The world’s largest mining company said it is ready to request the government’s intervention as the potential week-long strike over pay and conditions is likely to severely affect operations. BHP and the country’s main iron ore producers, including Fortescue Metals Group (ASX:FMG) and Atlas Iron (ASX:AGO) but not Rio Tinto (LON:RIO), use Port Hedland to ship more than 1m tonnes of iron ore each day, worth about $100m at current prices.
Iron ore with 62% content delivered to the Chinese port of Tianjin climbed 1% to $98.50 a dry ton, according to data compiled by The Steel Index, after hitting Tuesday its lowest since September 2012.
Jimmy Wilson, BHP’s president of iron ore, said workers were making unreasonable demands and holding top producers “to ransom,” Business Day reports. He added BHP — Australia’s second-biggest exporter of iron ore behind competitor Rio Tinto — will use “every arrow in the quiver to avoid having a strikeout.”
The Maritime Union of Australia (MUA), which represents tugboat deckhands at the port, approved unlimited work stoppages of 24 hours, 48 hours and 7 days on May 12. The union said it hasn’t decided whether to take action.
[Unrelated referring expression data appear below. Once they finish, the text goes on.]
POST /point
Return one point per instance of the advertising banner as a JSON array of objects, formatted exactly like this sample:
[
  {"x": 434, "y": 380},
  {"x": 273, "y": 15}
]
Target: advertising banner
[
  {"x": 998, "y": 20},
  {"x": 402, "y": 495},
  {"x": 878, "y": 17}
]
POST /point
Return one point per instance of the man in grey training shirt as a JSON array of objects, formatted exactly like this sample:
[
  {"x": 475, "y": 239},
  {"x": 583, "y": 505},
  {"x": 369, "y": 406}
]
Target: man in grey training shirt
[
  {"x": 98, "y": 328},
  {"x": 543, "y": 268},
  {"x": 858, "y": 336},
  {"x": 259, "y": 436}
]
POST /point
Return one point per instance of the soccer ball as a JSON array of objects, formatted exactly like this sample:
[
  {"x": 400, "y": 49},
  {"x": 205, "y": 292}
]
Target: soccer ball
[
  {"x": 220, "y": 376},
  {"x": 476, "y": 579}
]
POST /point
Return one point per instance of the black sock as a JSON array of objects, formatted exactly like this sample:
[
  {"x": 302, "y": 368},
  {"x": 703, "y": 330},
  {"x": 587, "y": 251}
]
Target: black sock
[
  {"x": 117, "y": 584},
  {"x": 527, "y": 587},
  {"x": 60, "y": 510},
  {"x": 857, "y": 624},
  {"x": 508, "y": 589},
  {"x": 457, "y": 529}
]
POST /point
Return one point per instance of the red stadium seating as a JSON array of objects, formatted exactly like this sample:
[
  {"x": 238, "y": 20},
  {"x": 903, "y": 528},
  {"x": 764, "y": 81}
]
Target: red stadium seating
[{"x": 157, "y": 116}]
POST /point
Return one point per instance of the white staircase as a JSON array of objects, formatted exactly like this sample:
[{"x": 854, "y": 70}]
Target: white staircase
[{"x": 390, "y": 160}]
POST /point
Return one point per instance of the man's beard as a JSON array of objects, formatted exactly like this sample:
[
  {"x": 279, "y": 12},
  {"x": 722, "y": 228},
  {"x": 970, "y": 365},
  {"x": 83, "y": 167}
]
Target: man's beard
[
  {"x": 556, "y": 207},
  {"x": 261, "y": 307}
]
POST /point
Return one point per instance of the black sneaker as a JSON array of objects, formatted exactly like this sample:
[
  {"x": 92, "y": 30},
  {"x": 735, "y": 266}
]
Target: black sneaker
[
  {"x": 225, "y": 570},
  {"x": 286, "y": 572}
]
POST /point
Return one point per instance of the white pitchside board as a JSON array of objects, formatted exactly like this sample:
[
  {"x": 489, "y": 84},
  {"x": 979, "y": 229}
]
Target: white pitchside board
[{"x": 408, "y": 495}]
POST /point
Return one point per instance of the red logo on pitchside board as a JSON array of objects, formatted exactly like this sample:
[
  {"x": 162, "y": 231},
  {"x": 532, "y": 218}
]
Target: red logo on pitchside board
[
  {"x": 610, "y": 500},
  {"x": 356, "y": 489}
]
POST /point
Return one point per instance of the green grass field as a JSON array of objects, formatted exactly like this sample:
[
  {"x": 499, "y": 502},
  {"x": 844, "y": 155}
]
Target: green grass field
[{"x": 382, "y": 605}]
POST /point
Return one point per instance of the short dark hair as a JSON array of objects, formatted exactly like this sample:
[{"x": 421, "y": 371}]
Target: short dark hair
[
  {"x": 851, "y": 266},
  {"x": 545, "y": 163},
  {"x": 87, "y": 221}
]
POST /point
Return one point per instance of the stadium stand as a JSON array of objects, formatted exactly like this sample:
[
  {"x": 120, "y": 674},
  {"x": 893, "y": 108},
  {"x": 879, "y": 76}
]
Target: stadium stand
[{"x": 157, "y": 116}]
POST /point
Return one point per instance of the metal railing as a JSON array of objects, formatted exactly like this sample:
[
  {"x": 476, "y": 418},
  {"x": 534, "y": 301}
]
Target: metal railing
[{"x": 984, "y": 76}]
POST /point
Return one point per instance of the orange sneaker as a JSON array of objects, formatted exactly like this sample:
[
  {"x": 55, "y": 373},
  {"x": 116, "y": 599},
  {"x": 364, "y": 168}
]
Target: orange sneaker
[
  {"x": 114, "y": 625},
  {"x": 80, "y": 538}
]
Port Hedland, in the Pilbara region of northwest Australia, has grown into one of the world’s largest iron-ore export terminals in recent years as companies like BHP, Fortescue, and Atlas expand production to satisfy Chinese demand for the commodity.
The Port exported 34.8 million metric tons in April, an increase of 33% from the same month in 2013, according to the port authority.